Les membres collaborent au sein d'un écosystème de fabricants d'appareils, d'intégrateurs de systèmes et d'opérateurs de réseaux, assurant l'interopérabilité nécessaire au déploiement mondial de l'Internet des objets (IoT), grâce à des réseaux publics, privés, hybrides et communautaires. L'Alliance se concentre principalement sur l'agriculture de précision, les bâtiments, les villes intelligentes, l'industrie, la logistique et les services publics.

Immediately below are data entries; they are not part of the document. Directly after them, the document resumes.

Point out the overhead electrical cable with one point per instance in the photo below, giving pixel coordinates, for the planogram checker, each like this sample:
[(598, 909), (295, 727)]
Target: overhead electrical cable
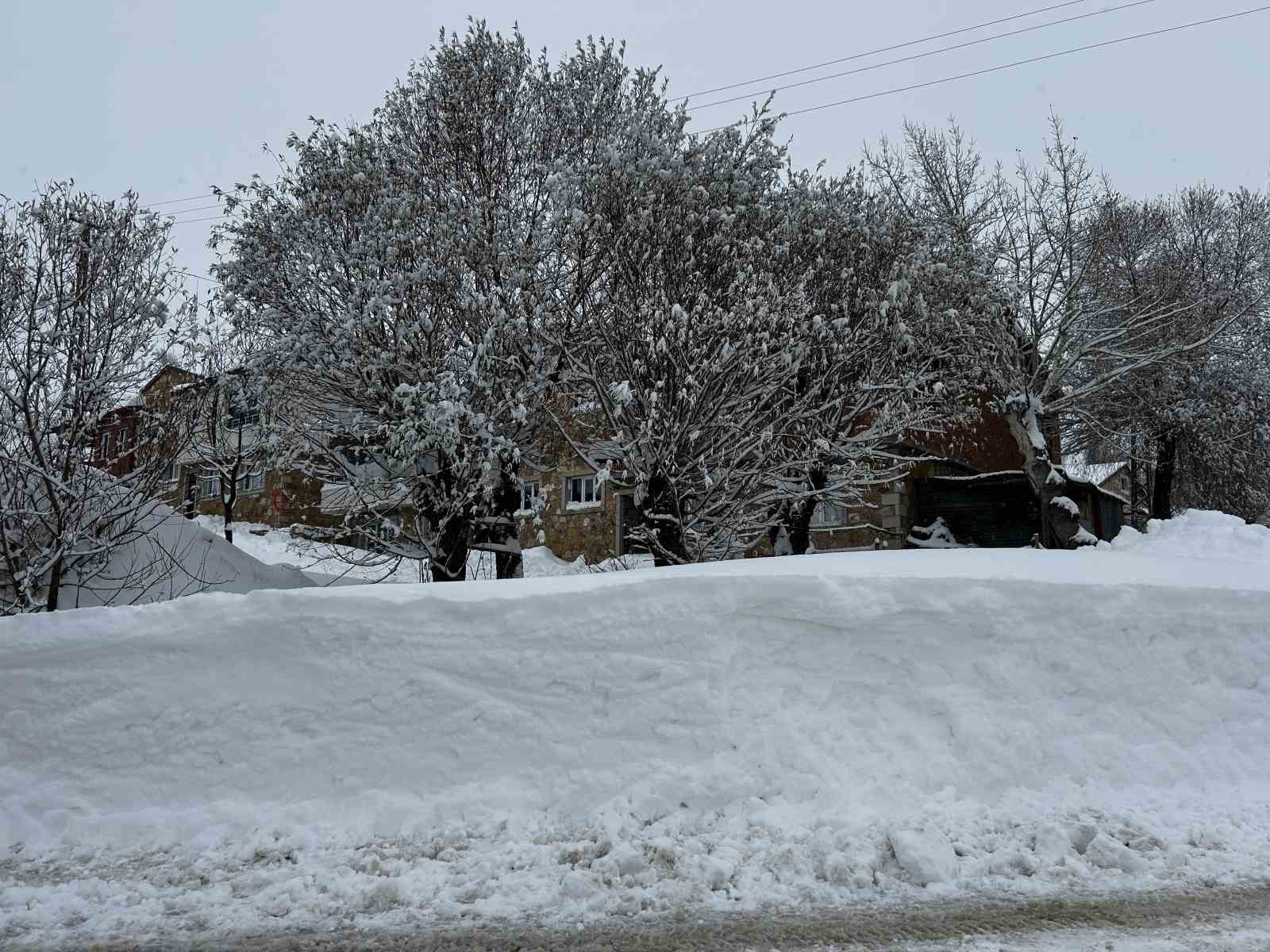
[(1007, 67), (884, 48), (924, 55)]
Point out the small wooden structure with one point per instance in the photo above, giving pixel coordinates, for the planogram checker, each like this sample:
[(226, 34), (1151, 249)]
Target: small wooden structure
[(1000, 509)]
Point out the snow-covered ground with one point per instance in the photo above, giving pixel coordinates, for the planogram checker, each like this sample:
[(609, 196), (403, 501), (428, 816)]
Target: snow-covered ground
[(342, 565), (768, 734), (175, 558)]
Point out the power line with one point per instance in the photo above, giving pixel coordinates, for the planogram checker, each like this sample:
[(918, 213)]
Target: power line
[(190, 274), (929, 52), (886, 48), (1010, 65), (196, 209), (175, 201)]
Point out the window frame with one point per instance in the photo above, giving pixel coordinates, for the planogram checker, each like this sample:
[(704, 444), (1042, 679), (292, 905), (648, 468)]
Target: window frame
[(597, 497), (244, 479), (531, 492), (205, 480), (821, 522)]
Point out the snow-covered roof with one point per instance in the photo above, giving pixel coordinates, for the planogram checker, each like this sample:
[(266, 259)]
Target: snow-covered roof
[(1077, 469), (342, 497)]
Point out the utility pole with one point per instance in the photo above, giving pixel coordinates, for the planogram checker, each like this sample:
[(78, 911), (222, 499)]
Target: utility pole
[(74, 380)]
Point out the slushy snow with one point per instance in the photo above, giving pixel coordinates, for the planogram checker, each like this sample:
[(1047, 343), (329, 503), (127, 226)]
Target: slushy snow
[(768, 734)]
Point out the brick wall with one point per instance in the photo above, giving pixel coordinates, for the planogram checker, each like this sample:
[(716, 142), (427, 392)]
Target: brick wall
[(569, 532)]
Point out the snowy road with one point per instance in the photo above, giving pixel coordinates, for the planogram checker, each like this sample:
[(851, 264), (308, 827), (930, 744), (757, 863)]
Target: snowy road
[(1164, 922)]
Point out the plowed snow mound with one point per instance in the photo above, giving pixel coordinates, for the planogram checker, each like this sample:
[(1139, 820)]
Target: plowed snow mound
[(798, 730), (1199, 535)]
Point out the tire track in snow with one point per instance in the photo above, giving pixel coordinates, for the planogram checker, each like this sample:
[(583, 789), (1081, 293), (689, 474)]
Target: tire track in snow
[(789, 932)]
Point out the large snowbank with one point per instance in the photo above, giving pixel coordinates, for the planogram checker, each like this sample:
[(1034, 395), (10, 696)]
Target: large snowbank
[(768, 733), (171, 556), (1198, 535)]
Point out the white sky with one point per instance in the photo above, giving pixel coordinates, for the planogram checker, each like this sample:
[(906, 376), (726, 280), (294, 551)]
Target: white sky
[(171, 98)]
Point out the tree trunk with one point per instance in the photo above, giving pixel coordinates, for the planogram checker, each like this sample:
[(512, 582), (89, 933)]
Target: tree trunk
[(799, 524), (1060, 524), (1133, 486), (450, 555), (1166, 465), (55, 584), (508, 562), (670, 547)]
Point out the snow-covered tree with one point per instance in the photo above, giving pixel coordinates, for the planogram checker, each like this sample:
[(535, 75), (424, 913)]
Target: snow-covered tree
[(403, 274), (1060, 343), (1206, 251), (221, 413), (87, 287), (883, 344)]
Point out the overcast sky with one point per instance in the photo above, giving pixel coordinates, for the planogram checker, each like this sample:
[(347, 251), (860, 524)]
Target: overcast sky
[(171, 98)]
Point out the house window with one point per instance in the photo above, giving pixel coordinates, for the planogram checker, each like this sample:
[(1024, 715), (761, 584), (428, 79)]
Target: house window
[(252, 482), (582, 490), (209, 484), (243, 416), (827, 514), (530, 495)]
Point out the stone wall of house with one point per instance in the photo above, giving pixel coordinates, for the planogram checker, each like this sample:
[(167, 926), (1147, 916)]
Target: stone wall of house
[(588, 531), (298, 499)]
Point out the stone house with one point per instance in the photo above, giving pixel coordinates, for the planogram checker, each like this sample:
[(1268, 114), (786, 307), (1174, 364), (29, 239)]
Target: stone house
[(266, 494)]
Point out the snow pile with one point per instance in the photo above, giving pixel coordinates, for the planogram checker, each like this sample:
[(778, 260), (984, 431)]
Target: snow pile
[(937, 535), (1198, 533), (171, 558), (327, 565), (749, 735), (319, 562)]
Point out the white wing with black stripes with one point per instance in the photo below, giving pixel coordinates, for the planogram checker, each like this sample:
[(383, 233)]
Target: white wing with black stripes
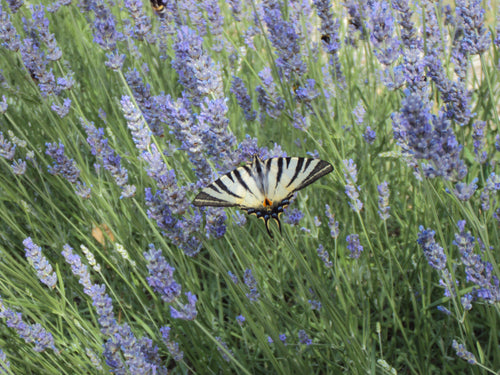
[(263, 188)]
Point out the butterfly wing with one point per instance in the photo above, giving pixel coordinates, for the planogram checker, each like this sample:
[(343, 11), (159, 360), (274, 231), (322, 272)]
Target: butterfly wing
[(289, 175), (236, 188)]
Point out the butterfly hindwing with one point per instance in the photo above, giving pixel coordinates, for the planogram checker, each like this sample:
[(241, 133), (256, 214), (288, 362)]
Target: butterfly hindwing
[(236, 188)]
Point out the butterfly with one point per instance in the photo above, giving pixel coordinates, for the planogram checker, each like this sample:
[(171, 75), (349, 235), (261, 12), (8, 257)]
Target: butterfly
[(263, 188), (159, 7)]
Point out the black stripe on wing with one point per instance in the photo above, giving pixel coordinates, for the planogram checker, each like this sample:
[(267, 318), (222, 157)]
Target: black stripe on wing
[(298, 169), (204, 199), (320, 169)]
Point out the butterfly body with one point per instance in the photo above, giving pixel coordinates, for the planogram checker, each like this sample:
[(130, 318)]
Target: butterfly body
[(263, 188), (159, 7)]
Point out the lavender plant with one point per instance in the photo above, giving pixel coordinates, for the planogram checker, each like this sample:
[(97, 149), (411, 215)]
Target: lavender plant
[(390, 264)]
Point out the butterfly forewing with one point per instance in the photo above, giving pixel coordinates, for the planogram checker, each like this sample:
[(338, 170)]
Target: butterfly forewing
[(263, 188), (293, 174), (236, 188)]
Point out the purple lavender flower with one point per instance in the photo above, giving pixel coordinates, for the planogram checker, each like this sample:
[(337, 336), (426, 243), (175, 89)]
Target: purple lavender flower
[(241, 320), (304, 338), (35, 62), (245, 102), (5, 364), (332, 223), (172, 346), (293, 216), (8, 34), (315, 305), (18, 167), (135, 358), (446, 281), (188, 49), (30, 333), (428, 137), (324, 256), (161, 277), (383, 200), (475, 37), (115, 60), (233, 277), (3, 105), (463, 191), (299, 121), (102, 150), (141, 22), (285, 40), (479, 141), (105, 33), (188, 311), (466, 301), (236, 9), (493, 182), (215, 22), (369, 135), (354, 246), (253, 295), (443, 310), (120, 336), (359, 113), (432, 251), (307, 93), (135, 122), (148, 104), (330, 36), (82, 190), (41, 25), (42, 266), (352, 191), (224, 349), (215, 219), (62, 110), (356, 21), (101, 301), (463, 353), (408, 30), (477, 270), (62, 165), (271, 103)]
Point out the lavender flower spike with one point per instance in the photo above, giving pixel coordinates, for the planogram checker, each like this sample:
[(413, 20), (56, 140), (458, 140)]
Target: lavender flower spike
[(40, 263), (161, 277), (30, 333)]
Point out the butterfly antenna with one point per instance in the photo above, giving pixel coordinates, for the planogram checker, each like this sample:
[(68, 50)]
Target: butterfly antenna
[(279, 224)]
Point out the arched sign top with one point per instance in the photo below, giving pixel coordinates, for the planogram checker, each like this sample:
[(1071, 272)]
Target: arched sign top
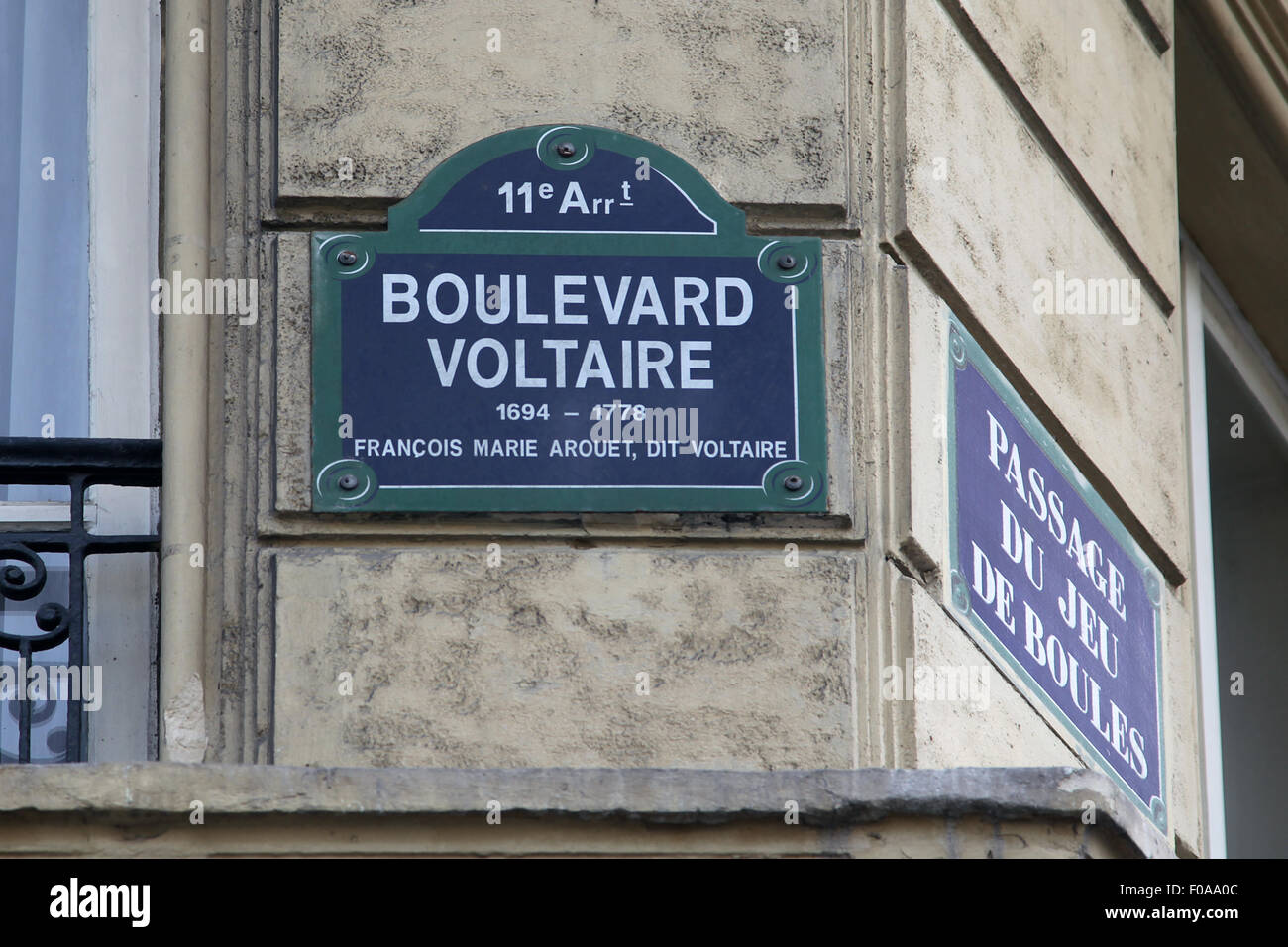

Parmi les principaux membres contributeurs de l'Alliance LoRa figurent Actility, Amazon Web Services, Cisco, Everynet, Helium, Kerlink, MachineQ, Microsoft, MikroTik, Minol Zenner, Netze BW, Semtech, Senet, STMicroelectronics, TEKTELIC et The Things Industries[20]. En 2018, l'Alliance LoRa comptait plus de 100 opérateurs de réseaux LoRaWAN dans plus de 100 pays ; en 2023, on en dénombrait près de 200, assurant une couverture dans la quasi-totalité des pays du monde[21].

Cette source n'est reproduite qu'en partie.